It’s probably HR.
Steve Jobs summed it up ““Great things in business are never done by one person. They’re done by a team of people.”[1] The most important tool for an innovation leader is their team. The second most important tool is their team, as is the third, fourth, fifth, etc. There is no greater advantage or disadvantage for an innovation leader, any leader really, than the people they rely on for success. Read beyond the surface reporting about any company that innovates consistently and it quickly becomes a story about the team.
In most organizations, building that team starts in HR. But most HR organizations are not optimized for innovation, they’re optimized for stability, predictability and cultural fit. That works beautifully for scaling operations and roles with defined performance targets. It works terribly for innovation.
Innovators rarely present as neat bundles of competencies. They are nonlinear thinkers, pattern-spotters, problem reframers and experiment runners. Their résumés often look unconventional which traditional hiring systems interpret as “inconsistent” or “unfocused.” In reality, those traits are often the strongest predictors of innovative impact.
Traditional HR isn’t designed for innovation:
- Hiring systems rely on competency models and behavioral interviews designed to reduce risk. Innovators, by definition, introduce it.

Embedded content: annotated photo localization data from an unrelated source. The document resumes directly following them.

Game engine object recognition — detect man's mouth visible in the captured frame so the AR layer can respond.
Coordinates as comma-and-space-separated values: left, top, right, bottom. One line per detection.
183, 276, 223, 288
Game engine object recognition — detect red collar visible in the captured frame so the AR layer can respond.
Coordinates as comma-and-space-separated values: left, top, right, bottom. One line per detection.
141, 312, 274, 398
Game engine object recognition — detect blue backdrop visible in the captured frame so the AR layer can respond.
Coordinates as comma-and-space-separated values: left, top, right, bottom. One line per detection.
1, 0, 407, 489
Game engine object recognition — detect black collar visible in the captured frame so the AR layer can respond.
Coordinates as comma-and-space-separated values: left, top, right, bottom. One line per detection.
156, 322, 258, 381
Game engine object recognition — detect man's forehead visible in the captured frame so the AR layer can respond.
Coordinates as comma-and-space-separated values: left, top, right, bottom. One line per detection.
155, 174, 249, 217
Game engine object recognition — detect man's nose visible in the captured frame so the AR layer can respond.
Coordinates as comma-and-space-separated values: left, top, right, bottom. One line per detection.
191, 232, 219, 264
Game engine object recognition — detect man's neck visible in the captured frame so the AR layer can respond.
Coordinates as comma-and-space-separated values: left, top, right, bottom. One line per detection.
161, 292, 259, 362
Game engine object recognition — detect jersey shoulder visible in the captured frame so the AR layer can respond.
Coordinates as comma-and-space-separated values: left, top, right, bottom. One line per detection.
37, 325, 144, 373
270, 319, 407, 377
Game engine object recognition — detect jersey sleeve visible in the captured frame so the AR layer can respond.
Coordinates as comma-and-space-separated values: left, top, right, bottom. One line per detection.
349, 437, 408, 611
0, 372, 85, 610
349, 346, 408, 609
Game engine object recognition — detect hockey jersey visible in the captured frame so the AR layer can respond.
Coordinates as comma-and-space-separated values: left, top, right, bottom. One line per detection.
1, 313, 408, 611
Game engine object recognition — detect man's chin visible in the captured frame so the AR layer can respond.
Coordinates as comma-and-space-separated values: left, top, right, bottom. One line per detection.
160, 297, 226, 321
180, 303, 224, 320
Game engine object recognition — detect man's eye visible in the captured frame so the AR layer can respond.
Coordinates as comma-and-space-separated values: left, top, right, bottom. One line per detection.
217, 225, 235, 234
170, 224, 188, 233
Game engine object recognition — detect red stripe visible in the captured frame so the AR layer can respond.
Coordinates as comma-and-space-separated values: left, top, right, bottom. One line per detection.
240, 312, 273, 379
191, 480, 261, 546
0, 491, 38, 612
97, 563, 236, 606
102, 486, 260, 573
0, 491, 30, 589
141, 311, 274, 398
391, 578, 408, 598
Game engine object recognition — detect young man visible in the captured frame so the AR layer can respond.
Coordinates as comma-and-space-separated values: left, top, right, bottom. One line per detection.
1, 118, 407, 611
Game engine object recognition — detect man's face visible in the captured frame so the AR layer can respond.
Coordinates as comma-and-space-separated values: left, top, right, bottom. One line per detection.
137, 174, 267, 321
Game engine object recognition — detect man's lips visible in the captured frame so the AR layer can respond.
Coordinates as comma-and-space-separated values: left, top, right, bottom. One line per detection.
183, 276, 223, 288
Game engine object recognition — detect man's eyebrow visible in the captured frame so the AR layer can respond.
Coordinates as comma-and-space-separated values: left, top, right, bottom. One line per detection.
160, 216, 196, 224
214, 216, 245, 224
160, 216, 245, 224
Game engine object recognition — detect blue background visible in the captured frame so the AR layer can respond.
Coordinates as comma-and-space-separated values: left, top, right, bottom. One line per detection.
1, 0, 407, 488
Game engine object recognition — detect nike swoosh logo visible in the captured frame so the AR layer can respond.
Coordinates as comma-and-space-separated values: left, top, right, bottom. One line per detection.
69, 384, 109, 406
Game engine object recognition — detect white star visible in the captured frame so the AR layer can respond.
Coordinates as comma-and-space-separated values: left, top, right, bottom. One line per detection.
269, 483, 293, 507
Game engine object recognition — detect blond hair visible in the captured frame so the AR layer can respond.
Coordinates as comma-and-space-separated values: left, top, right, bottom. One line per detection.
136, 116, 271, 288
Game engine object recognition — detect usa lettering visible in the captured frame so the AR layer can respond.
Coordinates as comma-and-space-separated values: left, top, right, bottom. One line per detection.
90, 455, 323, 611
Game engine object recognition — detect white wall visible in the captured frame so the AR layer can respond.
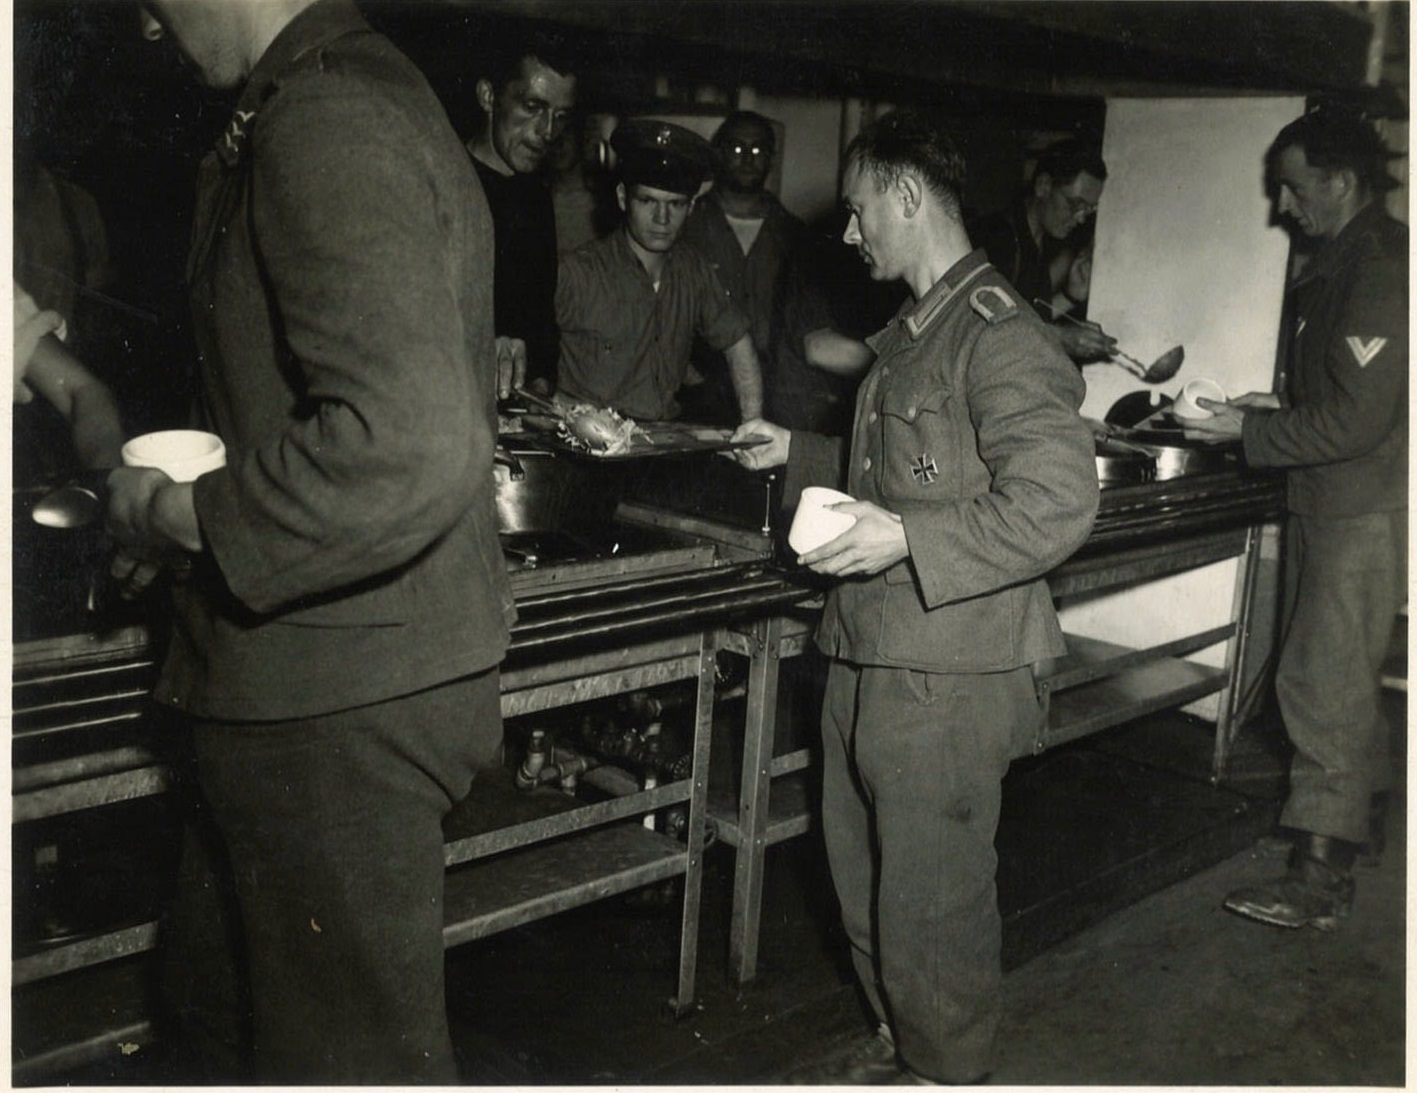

- Performance management rewards compliance and execution, not exploration and intelligent failure.
- Compensation bands favor tenure and hierarchy over disproportionate contribution.
- Career ladders assume linear advancement, while innovators move diagonally—across functions, disciplines, and problem spaces.
- Incentive Systems are built for annual outputs, not multi-year value creation. In long-cycle innovation work, the person who conceives the breakthrough rarely receives credit years later when it commercializes.
And when HR intentionally tries to “hire innovators,” it often overcorrects, confusing rebellion with creativity, swagger with leadership, and nonconformity with effectiveness.
HR was built to create order and maintain the status quo. Innovation requires a controlled amount of productive disorder. Until organizations rethink how they identify, compensate, and develop innovative talent, they will continue selecting system maintainers and filtering out the very people they need most.
If innovation is a strategic priority, your talent system must be redesigned to support it. Otherwise, you’re hiring won’t support the company’s ambition.
[1] Isaacson, Walter. Steve Jobs. New York: Simon & Schuster, 2011.